New data, however, demonstrate that Oregon and West Coast Natives possessed a land and resource management system that was complex, sophisticated, internally consistent, and based on an underlying principal of coexistence with nature. Salmon was not as predominant a food in most Native diets as once thought, and people used a diverse range of wild resources, particularly plant species. Fish runs were unpredictable, and food resources might not last through an entire year, leading to malnutrition and even starvation in late winter and early spring.
Most important, West Coast peoples manipulated their environments and tended their wild foods in ways that were subtle, diverse, and effective in maximizing production. Plots of wild food plants might be tended, weeded, fertilized, pruned, and selectively harvested. Tubers were reburied and single plants transplanted, without planting from seed or tilling the soil. (Native tobacco is the only known example of a crop planted from seed.) Anthropogenic burning was far and away the most important of these nonagricultural techniques. The natural world was not to be conquered or exploited, but worked with and encouraged to maximize its potential.
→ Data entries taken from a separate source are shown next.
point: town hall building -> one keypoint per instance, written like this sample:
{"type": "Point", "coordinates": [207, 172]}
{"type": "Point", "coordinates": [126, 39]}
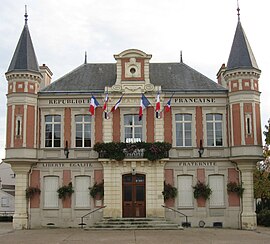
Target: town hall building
{"type": "Point", "coordinates": [136, 132]}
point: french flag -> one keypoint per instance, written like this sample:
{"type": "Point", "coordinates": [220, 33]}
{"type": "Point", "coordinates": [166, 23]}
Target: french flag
{"type": "Point", "coordinates": [157, 105]}
{"type": "Point", "coordinates": [117, 104]}
{"type": "Point", "coordinates": [144, 104]}
{"type": "Point", "coordinates": [93, 104]}
{"type": "Point", "coordinates": [168, 106]}
{"type": "Point", "coordinates": [105, 102]}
Agee, James. Fire Ecology of Pacific Northwest Forests. Washington, D.C.: Island Press, 1993.
Anderson, Kat. Tending the wild: Native American knowledge and the management of California's natural resources. Berkeley: University of California Press, 2005.
Boyd, Robert, ed. Indians, Fire, and the Land in the Pacific Northwest. Corvallis: Oregon State University Press, 1999.
Lewis, Henry. Patterns of Indian Burning in California: ecology and ethnohistory. Ramona, Calif.: Ballena Press, 1973.
Stewart, Omer. Forgotten Fires: Native Americans and the transient wilderness. Norman: University of Oklahoma Press, 2005.
Turner, Nancy, and Douglas Deur, eds. Keeping it Living: traditions of plant use and cultivation on the Northwest Coast of North America. Seattle: University of Washington Press, 2005.